Gli effetti della crisi non hanno risparmiato nessuno, nemmeno le imprese sociali: negli ultimi otto anni, infatti, è raddoppiato il numero di quelle in difficoltà e si è dimezzato quello delle organizzazioni che presentano dati economici in crescita. È quanto emerge dal nono rapporto dell’Osservatorio Isnet sull’impresa sociale in Italia, presentato pochi giorni fa alla Camera dei Deputati. Nata nel 2007, l’Isnet è un’associazione che dialoga con una rete di oltre 1200 imprese sociali per promuovere lo sviluppo dell’economia sociale nel nostro Paese. Attraverso il lavoro del suo osservatorio, l’associazione offre una rassegna sintetica degli studi e delle analisi dedicate a queste imprese per monitorare l’andamento e le performance delle organizzazioni.
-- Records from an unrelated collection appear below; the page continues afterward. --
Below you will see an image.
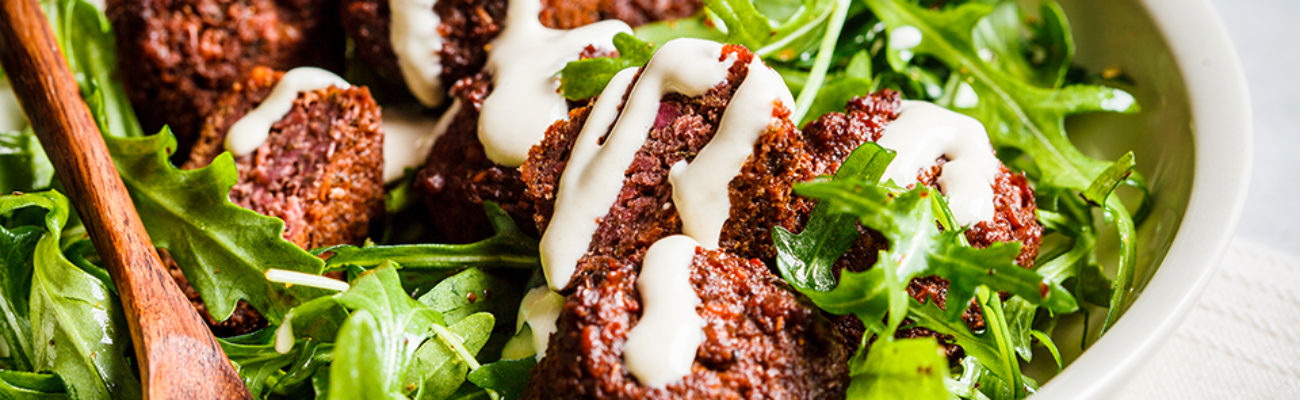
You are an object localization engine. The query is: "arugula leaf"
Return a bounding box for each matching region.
[105,130,325,323]
[328,309,384,399]
[1082,152,1136,206]
[772,143,894,291]
[705,0,849,61]
[312,201,541,270]
[800,51,875,126]
[845,338,949,400]
[865,0,1138,191]
[0,370,70,400]
[0,226,46,370]
[407,313,495,399]
[0,129,55,194]
[560,32,655,100]
[40,0,144,138]
[0,191,140,399]
[469,357,537,400]
[971,1,1075,87]
[796,179,1074,323]
[865,0,1139,330]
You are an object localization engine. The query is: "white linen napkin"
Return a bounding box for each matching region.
[1119,238,1300,399]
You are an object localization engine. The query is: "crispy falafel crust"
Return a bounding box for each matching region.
[343,0,701,243]
[342,0,701,88]
[175,66,384,335]
[185,68,384,249]
[803,90,1043,362]
[523,45,857,399]
[107,0,343,150]
[525,248,855,399]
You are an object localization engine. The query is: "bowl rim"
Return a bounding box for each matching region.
[1035,0,1255,399]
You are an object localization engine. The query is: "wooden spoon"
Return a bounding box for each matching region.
[0,0,251,399]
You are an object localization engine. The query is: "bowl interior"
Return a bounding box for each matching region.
[1027,0,1196,382]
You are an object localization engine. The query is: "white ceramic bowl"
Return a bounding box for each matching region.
[0,0,1252,399]
[1035,0,1252,399]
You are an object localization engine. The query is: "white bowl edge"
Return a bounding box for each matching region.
[1034,0,1253,399]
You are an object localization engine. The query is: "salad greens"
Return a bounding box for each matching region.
[0,0,1149,399]
[0,191,140,399]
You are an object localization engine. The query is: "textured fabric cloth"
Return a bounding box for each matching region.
[1119,238,1300,399]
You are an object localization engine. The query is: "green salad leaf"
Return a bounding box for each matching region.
[0,370,72,400]
[322,202,540,270]
[0,191,140,399]
[0,129,55,194]
[40,0,144,138]
[772,143,894,292]
[846,338,949,400]
[107,131,325,322]
[865,0,1139,330]
[560,32,655,100]
[792,179,1074,326]
[469,357,537,400]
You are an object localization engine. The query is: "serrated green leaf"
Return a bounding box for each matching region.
[0,191,140,399]
[469,357,537,400]
[559,32,654,100]
[105,131,325,323]
[846,338,949,400]
[312,201,541,270]
[772,143,894,291]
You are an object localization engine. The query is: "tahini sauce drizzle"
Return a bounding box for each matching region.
[478,0,632,166]
[389,0,446,106]
[878,101,1001,226]
[668,57,794,248]
[384,99,460,182]
[516,286,564,360]
[542,39,794,387]
[225,66,351,157]
[541,39,732,291]
[623,235,705,387]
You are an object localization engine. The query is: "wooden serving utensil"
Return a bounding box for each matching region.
[0,0,251,399]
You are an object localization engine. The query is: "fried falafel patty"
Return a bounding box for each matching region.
[185,68,384,249]
[371,0,699,243]
[521,45,857,399]
[525,249,855,399]
[107,0,345,150]
[342,0,701,94]
[803,90,1043,362]
[175,68,384,335]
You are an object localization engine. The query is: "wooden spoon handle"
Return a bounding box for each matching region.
[0,0,251,399]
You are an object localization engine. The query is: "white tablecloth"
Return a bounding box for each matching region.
[1121,238,1300,399]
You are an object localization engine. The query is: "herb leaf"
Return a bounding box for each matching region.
[312,201,541,270]
[796,179,1073,323]
[105,130,324,323]
[469,357,537,400]
[0,191,140,399]
[772,143,894,291]
[560,32,655,100]
[845,338,949,400]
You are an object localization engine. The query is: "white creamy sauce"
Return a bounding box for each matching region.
[889,25,924,61]
[878,101,1000,226]
[953,82,979,109]
[541,39,733,291]
[389,0,446,106]
[384,99,460,182]
[541,39,794,387]
[668,57,794,248]
[478,0,632,166]
[276,312,294,355]
[516,286,564,360]
[225,66,351,156]
[623,235,705,387]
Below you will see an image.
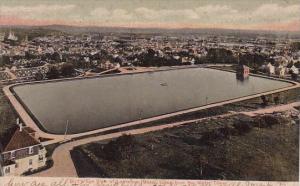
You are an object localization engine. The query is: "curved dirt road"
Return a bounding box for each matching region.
[33,102,300,177]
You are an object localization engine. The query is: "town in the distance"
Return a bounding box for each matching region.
[0,25,300,181]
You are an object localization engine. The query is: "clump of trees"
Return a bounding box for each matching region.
[46,63,75,79]
[46,66,59,79]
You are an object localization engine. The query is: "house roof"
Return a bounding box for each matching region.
[3,128,40,152]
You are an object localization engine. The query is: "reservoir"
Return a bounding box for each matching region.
[13,68,292,134]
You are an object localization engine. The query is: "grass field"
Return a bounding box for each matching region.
[71,110,299,181]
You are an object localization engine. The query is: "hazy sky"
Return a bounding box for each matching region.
[0,0,300,31]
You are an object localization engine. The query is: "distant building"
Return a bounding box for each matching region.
[275,65,286,77]
[266,63,275,75]
[7,32,18,41]
[289,65,299,74]
[0,125,46,176]
[236,65,250,78]
[0,33,5,41]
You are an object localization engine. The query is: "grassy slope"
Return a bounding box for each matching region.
[72,112,299,181]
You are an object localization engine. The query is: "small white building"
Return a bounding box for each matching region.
[266,63,275,74]
[275,65,286,77]
[289,65,299,74]
[0,126,46,176]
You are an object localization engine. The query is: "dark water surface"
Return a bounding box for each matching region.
[14,68,291,134]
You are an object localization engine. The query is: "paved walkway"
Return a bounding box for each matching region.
[32,113,236,177]
[32,102,300,177]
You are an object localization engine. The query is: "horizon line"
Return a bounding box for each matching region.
[0,24,300,34]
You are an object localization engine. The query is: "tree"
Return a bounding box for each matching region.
[61,63,75,77]
[46,66,59,79]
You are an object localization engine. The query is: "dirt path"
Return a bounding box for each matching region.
[3,78,300,145]
[32,113,237,177]
[33,102,300,177]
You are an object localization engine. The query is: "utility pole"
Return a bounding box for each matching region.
[64,120,69,140]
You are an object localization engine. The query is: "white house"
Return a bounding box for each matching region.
[0,125,46,176]
[289,65,299,74]
[275,65,286,77]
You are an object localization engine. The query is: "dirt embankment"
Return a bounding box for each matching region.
[71,109,299,181]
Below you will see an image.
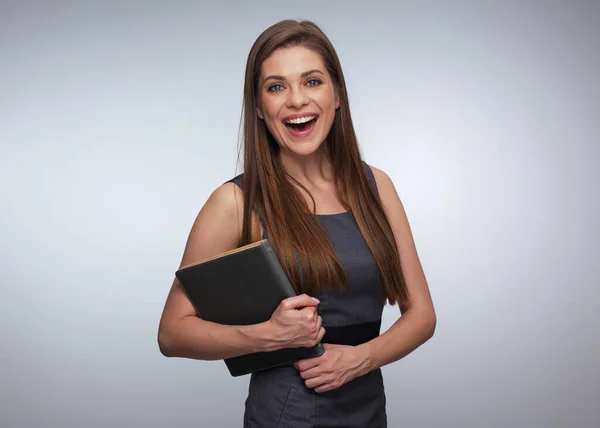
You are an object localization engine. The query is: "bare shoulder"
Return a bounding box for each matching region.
[181,182,244,265]
[160,182,250,329]
[369,160,434,317]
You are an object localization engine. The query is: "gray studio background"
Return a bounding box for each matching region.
[0,0,600,428]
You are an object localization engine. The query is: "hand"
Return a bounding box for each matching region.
[294,343,368,392]
[269,294,325,349]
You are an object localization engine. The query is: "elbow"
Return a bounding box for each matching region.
[424,309,437,340]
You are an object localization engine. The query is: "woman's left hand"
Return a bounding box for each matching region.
[294,343,368,392]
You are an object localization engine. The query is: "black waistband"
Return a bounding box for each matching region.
[322,319,381,346]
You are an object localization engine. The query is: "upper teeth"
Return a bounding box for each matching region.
[286,116,316,125]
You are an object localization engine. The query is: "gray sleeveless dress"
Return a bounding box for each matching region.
[229,163,387,428]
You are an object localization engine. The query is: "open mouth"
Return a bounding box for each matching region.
[283,115,319,134]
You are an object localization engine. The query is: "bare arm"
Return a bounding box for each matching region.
[359,167,436,371]
[158,183,325,360]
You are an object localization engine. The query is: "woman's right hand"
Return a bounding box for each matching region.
[269,294,325,349]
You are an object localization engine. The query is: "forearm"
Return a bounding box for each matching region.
[358,310,436,371]
[158,316,273,360]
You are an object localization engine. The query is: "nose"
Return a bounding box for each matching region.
[286,87,308,108]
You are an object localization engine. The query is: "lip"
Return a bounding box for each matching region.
[281,111,319,123]
[284,116,319,138]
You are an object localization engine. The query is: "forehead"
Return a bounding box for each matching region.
[261,46,325,78]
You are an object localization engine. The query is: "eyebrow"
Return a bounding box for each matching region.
[263,69,323,83]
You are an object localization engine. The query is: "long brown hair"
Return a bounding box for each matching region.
[234,20,409,308]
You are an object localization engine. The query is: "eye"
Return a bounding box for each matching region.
[267,83,283,92]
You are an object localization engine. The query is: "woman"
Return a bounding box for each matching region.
[158,21,436,428]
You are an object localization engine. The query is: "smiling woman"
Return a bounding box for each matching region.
[158,21,436,428]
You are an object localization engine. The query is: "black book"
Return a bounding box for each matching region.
[175,239,325,376]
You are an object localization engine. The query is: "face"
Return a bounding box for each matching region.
[257,46,339,155]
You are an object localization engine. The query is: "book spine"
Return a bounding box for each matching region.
[262,241,296,297]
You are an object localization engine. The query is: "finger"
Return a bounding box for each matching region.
[314,383,336,393]
[300,366,323,380]
[281,294,320,309]
[315,327,327,342]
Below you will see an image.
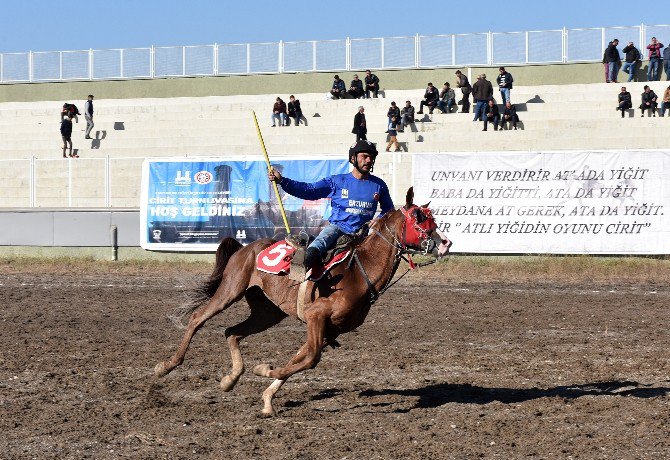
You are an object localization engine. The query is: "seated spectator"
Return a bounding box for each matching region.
[417,83,440,114]
[365,70,379,99]
[482,99,500,131]
[621,42,642,81]
[386,101,400,123]
[661,86,670,117]
[271,97,286,128]
[500,101,519,131]
[640,85,658,116]
[398,101,414,132]
[437,82,456,113]
[386,115,400,152]
[60,102,81,123]
[616,86,633,118]
[330,75,347,99]
[347,75,365,99]
[288,94,302,126]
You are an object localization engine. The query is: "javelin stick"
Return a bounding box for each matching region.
[251,110,291,235]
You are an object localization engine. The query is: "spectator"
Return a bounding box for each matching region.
[661,86,670,117]
[605,38,621,83]
[84,94,95,139]
[386,101,400,124]
[622,42,642,81]
[496,67,514,105]
[60,102,81,123]
[417,83,440,114]
[386,115,400,152]
[271,97,286,128]
[60,113,79,158]
[482,99,500,131]
[472,73,493,121]
[616,86,633,118]
[365,70,379,99]
[437,82,456,113]
[348,75,365,99]
[288,94,302,126]
[351,106,368,142]
[647,37,663,81]
[456,70,472,113]
[399,101,414,132]
[330,75,347,99]
[500,101,519,131]
[640,85,658,117]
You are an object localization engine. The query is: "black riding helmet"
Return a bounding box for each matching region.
[349,140,379,174]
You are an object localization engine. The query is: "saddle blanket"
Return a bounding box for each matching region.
[256,240,351,281]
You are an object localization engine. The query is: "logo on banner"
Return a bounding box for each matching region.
[174,170,191,185]
[195,171,212,185]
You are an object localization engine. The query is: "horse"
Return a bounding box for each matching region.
[154,187,451,416]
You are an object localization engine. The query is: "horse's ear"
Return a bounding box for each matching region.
[405,187,414,209]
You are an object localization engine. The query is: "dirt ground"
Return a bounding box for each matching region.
[0,267,670,459]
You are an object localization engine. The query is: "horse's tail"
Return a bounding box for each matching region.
[168,238,243,329]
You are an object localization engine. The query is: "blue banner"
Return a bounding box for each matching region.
[140,159,350,251]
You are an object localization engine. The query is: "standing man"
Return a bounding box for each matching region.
[60,113,79,158]
[605,38,621,83]
[268,141,394,279]
[472,73,493,121]
[496,67,514,105]
[351,106,368,142]
[456,70,472,113]
[84,94,95,139]
[647,37,663,81]
[365,70,379,99]
[621,42,642,81]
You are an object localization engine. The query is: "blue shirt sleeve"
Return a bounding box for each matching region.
[279,177,333,200]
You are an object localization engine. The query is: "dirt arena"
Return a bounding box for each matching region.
[0,261,670,459]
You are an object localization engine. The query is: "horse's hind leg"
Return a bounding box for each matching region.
[221,288,288,391]
[154,284,246,377]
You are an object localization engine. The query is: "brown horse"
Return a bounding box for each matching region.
[154,188,450,415]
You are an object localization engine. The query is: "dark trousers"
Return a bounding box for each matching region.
[484,115,500,131]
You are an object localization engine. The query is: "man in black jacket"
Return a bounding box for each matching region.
[621,42,641,81]
[616,86,632,118]
[640,85,658,116]
[500,101,519,131]
[365,70,379,99]
[351,106,368,142]
[348,75,365,99]
[417,83,440,115]
[605,38,621,83]
[472,73,493,121]
[456,70,472,113]
[482,99,500,131]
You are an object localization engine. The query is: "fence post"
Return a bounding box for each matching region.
[381,37,384,69]
[312,40,316,71]
[212,43,219,75]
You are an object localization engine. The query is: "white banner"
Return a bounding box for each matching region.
[414,151,670,254]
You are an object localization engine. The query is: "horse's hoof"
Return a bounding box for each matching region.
[219,375,237,391]
[254,363,272,378]
[154,361,170,377]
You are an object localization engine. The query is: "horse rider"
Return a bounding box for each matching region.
[268,140,394,278]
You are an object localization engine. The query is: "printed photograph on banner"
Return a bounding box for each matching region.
[140,159,350,251]
[414,151,670,254]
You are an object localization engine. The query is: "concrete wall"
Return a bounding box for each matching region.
[0,63,608,102]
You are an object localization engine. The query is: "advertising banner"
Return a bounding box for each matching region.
[413,151,670,254]
[140,156,350,251]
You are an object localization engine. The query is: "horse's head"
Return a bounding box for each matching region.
[384,187,451,257]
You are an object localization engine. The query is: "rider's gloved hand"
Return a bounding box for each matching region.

Elementi di speranza. Il quadro delineato in questa edizione 2015, però, non è totalmente negativo. Se si tralasciano i dati relativi al lungo periodo (cioè dal 2007 a oggi, quando si sono dimezzate le organizzazioni in fase di sviluppo), si scopre che negli ultimi tre anni sono progressivamente aumentate le imprese sociali in crescita e sono diminuite quelle in difficoltà. Un dato che fa ben sperare sulla tenuta del settore, capace di resistere alla crisi e di mantenere buoni livelli occupazionali. L’edizione di quest’anno, infatti, oltre a confermare la natura imprenditoriale di queste associazioni, disegna un quadro molto incoraggiante anche per quanto riguarda l’occupazione: secondo i dati del rapporto, soltanto il 24% delle imprese sociali e il 19% delle cooperative rischiano di diminuire il personale retribuito; per tutte le altre, invece, rimarrà invariato o aumenterà. Rispetto all’ottava edizione, inoltre, sono aumentate di oltre cinque punti percentuali le organizzazioni in crescita e quasi la metà del campione ha dichiarato un andamento stabile per tutto il 2015. Si tratta di segnali incoraggianti, dunque, che confermano, in tempi di crisi, una grande capacità d’innovazione delle imprese sociali.
Valore sociale. Un dinamismo confermato anche dalla buona capacità di tenuta sui mercati, con il 62% delle imprese che dimostra un andamento economico stabile o in crescita. “Gli ottimi risultati a livello occupazionale, che spesso vanno a discapito del risultato economico, confermano il prezioso valore sociale di queste imprese”, afferma Laura Bongiovanni, presidente dell’associazione Isnet e responsabile dell’Osservatorio. “Ma è ora che queste organizzazioni diano più evidenza al proprio impatto sociale – avverte la presidente dell’Isnet – utilizzando al meglio gli strumenti di controllo dei risultati sociali. Non basta più fare del bene: occorre dire in che modo si opera e, soprattutto, darne notizia. Queste imprese fanno tanto per la comunità e, se vogliono essere competitive, devono attrezzarsi per mettere in risalto la loro utilità sociale”. Segnali positivi per l’economia sociale arrivano anche dagli investimenti: nell’ultimo anno, oltre il 40% delle imprese sociali ha investito nella produzione di nuovi prodotti e servizi e più dell’80% ha speso fondi per processi di riorganizzazione interna. E per il prossimo futuro, si legge nel dossier, il 30% delle imprese sociali prevede nuovi investimenti.
Interesse sulla riforma del terzo settore. Insieme all’associazionismo e al volontariato, il mondo dell’impresa sociale contribuisce in maniera forte allo sviluppo del terzo settore, come confermano i numeri forniti dal dossier. E proprio la riforma del terzo settore rappresenta una delle novità più rilevanti dell’edizione 2015 del rapporto Isnet. L’indagine, infatti, ha interrogato un campione di imprese sociali sul livello di conoscenza della riforma del terzo settore, che in questi giorni è in discussione al Senato. E i risultati dimostrano che i lavoratori delle imprese e cooperative sociali sono ampiamente informati sul dibattito che riguarda la nuova legge al vaglio del Parlamento. Più dell’80% delle organizzazioni intervistate, infatti, ha dichiarato di conoscere e seguire la discussione: in particolare, tra le imprese sociali, le organizzazioni più attente alla questione sembrano essere le fondazioni, le associazioni e le cooperative sociali. Riguardo i temi al centro della discussione, emerge un generale accordo sul disegno di legge delega, ma larga parte degli intervistati ha espresso due elementi di criticità: il primo concerne la possibilità per le imprese sociali di distribuire utili entro certi limiti, il secondo il fatto che le cariche all’interno di un’impresa sociale vengano svolte da imprese profit o enti pubblici.